資本金の額はどう決める?
会社分割を行うと「吸収分割」では、吸収分割契約書に、「新設分割」では、新設分割計画書に増加する資本金の額を記載します。では、どうやって資本金の額を決めるのか?
新設分割の分社型であれば、分割事業の株主資本相当額の範囲内で、「資本金、資本準備金、その他資本剰余金」に自由に振り分けることができます。そのため、増加する資本金の額をゼロとすることも可能です。
新設分割の分割型であれば、上記方法と分割法人側で減少させた「資本金、資本準備金、その他資本剰余金、利益準備金、その他利益剰余金」を引き継ぐ方法があります。
吸収分割の場合には、「新設分割の分割型」と同様の方法をとります。
資本金の額の留意点
基本的には、資本金の額は自由に決めることができます。ただし、中小企業の場合には、資本金の額が増加してしまった結果、いろんなところに落とし穴が。
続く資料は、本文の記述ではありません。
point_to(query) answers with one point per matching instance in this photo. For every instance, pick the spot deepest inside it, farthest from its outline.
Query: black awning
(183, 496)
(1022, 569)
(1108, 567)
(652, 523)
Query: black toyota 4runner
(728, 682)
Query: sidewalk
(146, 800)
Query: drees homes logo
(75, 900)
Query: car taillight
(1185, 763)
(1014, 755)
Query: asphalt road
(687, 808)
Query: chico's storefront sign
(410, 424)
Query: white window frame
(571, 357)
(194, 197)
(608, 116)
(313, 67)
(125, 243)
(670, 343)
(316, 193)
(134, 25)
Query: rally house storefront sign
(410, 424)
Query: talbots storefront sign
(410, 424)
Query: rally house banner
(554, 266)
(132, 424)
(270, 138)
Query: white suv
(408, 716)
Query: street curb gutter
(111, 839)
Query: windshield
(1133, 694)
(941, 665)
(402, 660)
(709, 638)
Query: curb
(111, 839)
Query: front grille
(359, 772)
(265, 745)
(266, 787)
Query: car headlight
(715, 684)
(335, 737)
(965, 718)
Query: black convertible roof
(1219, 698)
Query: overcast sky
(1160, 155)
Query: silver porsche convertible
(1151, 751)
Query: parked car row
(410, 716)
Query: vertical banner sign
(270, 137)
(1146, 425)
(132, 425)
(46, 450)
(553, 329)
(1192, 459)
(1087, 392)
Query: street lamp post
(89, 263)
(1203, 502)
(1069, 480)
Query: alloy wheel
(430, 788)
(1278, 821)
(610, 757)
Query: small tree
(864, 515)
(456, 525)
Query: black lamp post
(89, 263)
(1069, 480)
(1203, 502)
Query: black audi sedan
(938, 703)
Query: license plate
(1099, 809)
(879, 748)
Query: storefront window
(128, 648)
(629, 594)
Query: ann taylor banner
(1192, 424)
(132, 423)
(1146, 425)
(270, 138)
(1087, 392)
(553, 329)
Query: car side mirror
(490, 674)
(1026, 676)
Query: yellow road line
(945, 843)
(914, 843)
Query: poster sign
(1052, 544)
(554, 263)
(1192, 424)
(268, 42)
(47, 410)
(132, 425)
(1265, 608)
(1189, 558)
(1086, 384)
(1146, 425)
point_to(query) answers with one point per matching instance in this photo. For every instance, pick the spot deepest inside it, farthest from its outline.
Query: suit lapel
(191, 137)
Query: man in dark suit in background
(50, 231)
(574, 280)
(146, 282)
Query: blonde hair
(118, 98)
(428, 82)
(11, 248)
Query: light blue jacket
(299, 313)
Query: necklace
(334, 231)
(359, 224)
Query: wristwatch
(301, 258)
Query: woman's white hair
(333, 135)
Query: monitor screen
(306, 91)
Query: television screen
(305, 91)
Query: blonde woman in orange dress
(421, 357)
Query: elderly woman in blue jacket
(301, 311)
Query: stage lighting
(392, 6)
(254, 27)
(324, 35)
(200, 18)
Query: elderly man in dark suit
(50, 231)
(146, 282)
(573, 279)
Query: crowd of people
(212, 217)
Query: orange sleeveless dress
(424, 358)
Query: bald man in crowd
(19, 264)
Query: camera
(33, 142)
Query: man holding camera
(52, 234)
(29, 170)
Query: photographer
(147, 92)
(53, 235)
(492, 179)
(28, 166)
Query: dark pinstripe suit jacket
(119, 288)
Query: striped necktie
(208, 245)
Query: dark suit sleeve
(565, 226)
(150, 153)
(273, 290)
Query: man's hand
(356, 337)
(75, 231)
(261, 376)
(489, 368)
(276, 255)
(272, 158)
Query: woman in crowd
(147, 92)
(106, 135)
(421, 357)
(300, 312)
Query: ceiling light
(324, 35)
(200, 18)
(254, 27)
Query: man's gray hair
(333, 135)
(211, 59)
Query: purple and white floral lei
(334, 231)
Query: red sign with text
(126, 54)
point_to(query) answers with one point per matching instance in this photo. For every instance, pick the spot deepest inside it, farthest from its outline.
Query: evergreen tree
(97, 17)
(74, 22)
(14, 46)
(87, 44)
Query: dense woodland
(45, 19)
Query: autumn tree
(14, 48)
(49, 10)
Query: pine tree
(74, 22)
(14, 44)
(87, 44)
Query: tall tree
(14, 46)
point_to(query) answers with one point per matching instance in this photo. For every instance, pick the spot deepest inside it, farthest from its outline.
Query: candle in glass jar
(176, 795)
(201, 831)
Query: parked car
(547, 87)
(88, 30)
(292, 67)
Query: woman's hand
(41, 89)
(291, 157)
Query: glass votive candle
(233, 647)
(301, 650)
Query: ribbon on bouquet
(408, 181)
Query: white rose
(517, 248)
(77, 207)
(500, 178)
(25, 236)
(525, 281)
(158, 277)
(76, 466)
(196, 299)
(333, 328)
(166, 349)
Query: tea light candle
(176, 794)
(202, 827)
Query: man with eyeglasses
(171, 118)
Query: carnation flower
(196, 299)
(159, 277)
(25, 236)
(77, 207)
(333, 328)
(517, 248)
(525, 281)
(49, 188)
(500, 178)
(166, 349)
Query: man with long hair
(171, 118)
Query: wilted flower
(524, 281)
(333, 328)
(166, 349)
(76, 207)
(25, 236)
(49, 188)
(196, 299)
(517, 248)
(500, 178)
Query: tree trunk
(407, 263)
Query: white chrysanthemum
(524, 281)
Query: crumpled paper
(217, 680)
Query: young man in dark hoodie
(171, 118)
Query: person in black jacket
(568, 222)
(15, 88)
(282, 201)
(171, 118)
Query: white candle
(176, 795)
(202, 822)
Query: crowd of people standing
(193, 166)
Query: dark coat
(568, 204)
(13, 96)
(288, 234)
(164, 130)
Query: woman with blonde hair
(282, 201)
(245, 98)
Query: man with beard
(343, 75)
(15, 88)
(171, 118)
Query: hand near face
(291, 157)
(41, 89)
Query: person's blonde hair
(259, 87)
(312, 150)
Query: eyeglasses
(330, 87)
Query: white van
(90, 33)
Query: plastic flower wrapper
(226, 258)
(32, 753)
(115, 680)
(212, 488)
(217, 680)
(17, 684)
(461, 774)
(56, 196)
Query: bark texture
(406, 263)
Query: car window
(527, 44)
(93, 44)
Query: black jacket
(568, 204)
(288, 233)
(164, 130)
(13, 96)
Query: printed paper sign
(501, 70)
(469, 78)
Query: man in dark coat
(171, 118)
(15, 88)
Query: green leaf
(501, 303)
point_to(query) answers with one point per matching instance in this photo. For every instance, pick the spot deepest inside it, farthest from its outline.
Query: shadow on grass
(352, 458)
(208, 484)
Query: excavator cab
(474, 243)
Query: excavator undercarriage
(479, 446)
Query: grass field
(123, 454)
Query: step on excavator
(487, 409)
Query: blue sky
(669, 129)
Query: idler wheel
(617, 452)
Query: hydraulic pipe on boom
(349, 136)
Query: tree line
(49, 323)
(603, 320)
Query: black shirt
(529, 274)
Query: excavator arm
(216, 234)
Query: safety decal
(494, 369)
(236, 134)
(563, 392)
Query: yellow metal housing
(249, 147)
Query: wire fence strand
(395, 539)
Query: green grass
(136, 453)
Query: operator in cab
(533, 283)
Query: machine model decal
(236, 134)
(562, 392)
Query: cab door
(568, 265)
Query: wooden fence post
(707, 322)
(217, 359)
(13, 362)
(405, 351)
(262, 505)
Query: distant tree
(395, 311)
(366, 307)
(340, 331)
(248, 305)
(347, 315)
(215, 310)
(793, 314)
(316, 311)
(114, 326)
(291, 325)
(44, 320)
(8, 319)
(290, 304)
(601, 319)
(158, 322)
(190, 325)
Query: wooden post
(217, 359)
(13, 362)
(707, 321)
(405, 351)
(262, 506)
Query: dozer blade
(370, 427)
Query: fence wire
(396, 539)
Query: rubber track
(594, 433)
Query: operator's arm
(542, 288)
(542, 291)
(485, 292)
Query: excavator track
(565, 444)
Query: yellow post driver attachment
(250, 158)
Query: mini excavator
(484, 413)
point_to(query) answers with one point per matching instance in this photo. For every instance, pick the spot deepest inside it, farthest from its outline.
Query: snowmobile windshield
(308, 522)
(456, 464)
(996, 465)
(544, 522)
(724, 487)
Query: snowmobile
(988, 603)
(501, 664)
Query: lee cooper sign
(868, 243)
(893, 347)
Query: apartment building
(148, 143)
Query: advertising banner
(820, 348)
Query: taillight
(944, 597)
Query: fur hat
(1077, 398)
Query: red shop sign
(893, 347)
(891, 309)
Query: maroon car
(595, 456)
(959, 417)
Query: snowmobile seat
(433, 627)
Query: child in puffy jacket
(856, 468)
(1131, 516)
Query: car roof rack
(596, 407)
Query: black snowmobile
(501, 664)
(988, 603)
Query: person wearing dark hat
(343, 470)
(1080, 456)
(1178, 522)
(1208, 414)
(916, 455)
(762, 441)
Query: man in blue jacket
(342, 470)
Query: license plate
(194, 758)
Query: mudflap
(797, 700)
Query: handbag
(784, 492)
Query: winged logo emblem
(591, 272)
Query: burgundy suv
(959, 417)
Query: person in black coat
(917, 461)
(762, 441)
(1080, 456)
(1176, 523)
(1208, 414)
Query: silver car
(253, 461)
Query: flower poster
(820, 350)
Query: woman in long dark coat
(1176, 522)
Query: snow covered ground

資本金の額が1億円を超えると、「外形標準課税」の適用会社になるため、みなさん注意をされるのですが、下請法による資本金の額の影響や中小企業基本法の資本金の額の影響、許認可事業による資本金の額の影響などは検討しておらず、各法律で定められた中小企業者から外れてしまい、恩典を受けることができなくなってしまったということがないよう細心の注意が必要です。
①下請法の影響
【製造委託・修理委託の場合】 | |||
親事業者となる者 | 下請け事業者となる者 | ||
資本金1,000万円超3億円以下の会社 | ⇔ | 資本金1,000万円以下の会社または個人事業者 | |
資本金3億円超の会社 | ⇔ | 資本金3億円以下の会社または個人事業者 |
【情報成果物作成委託・役務提供委託の場合】 | |||
親事業者となる者 | 下請け事業者となる者 | ||
資本金1,000万円超5,000万円以下の会社 | ⇔ | 資本金1,000万円以下の会社または個人事業者 | |
資本金5,000万超円超の会社 | ⇔ | 資本金5000万円以下の会社または個人事業者 |
②中小企業基本法の「中小企業者」
業種分類 | 中小企業基本法の定義 |
製造業
その他 |
資本金の額又は出資の総額が3億円以下の会社
又は常時使用する従業員の数が300人以下の会社 |
卸売業 | 資本金の額又は出資の総額が1億円以下の会社
又は常時使用する従業員の数が100人以下の会社 |
小売業 | 資本金の額又は出資の総額が5千万円以下の会社
又は常時使用する従業員の数が50人以下の会社 |
サービス業 | 資本金の額又は出資の総額が5千万円以下の会社
又は常時使用する従業員の数が100人以下の会社 |
③信用金庫法
法人事業者で常時使用する従業員数が300人を超え、かつ資本金が9億円を超える場合には、会員となることができない。